October 4, 2019
- 136,000 new jobs were created in September, below expectations of 145,000.
- The unemployment rate fell to 3.5%—a 50-year low—and the labor force participation rate remained at 63.2%.
- Average hourly earnings were up by 2.9% over the past 12 months, falling below 3% for the first time this year. This will give the Fed room to further cut rates without stoking inflation.
- Revisions to July and August combined added 45,000 jobs beyond initial reports and put both months above their respective expectations.
- September marks 108 consecutive months of job growth—the longest stretch in U.S. history—and the unemployment rate hit its lowest point since 1969.
Commercial Real Estate Highlights
- Office: Hiring in office-using sectors was mixed in September. Professional & business services added 34,000 jobs, but financial services added only 3,000. This brought the three-month averages down to 38,000 and 12,300 per month, respectively.
- Industrial: Hiring in warehousing & storage jobs increased by 3,400 in September, above the three-month average of 2,800. The manufacturing sector lost 2,000 jobs in September, bringing the three-month average to just 1,300 new jobs per month.

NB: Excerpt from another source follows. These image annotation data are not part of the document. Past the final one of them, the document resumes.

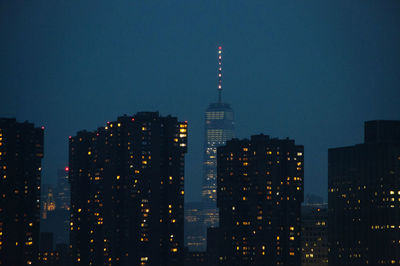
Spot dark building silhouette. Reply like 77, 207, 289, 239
38, 244, 71, 266
301, 204, 328, 266
200, 47, 235, 250
0, 118, 44, 265
184, 248, 208, 266
69, 112, 187, 266
185, 202, 206, 252
214, 135, 304, 266
40, 167, 70, 244
39, 232, 54, 252
328, 121, 400, 266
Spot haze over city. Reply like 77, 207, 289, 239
0, 1, 400, 201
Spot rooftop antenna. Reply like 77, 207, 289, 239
218, 46, 222, 103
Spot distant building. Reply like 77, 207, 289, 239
185, 249, 208, 266
202, 47, 235, 250
41, 184, 56, 220
328, 121, 400, 266
216, 135, 304, 266
55, 167, 71, 210
38, 244, 71, 266
0, 118, 43, 265
185, 202, 206, 252
40, 167, 70, 244
69, 112, 187, 266
301, 203, 328, 266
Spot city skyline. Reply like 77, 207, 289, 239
0, 1, 400, 204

Softness in the manufacturing sector has been broadly observed as trade tensions weigh on the sector. These on-going issues will continue to pose risks to industrial markets.
- Retail: Food & beverage (F&B) employment remained positive in September with a small increase of 1,500 jobs. Employment in the broader retail sector remained soft and was down by 11,400 jobs for the month. Three-month averages show an average monthly gain of 1,300 F&B jobs and a loss of 6,500 retail jobs.
- Construction: The construction sector added 7,000 jobs in September, well above the three-month average of 2,700 per month.
- Health Care: Growth in the health-care sector remained healthy with 38,800 jobs created in September, beating the three-month average of 36,300 jobs per month.
- Multifamily: Continued resilience of the labor market, unemployment at a 50-year low and continued wage gains all support multifamily market fundamentals.
- Hotels: Continued gains in the office-using sectors will support demand from business travelers, although heightened uncertainty may begin to weigh on such travel as businesses become more vigilant about expenses. Leisure travel will remain supported by positive labor market dynamics and high consumer confidence.
The Bottom Line
September’s jobs report shows resilience in the labor market, as new entrants continue to be absorbed. Nevertheless, softness in the manufacturing sector amid on-going trade tensions and slowing global growth all pose notable risks to the outlook. Importantly, September’s jobs report does not inhibit the Federal Reserve’s ability to deploy monetary policy as a buffer against these risks.
The strong labor market continues to buoy consumer spending and, coupled with expected Fed rate cuts, underpins CBRE’s outlook for continued but slowing growth in 2020. Current economic conditions are generally supportive of real estate markets, even as pockets of risk appear amid headwinds.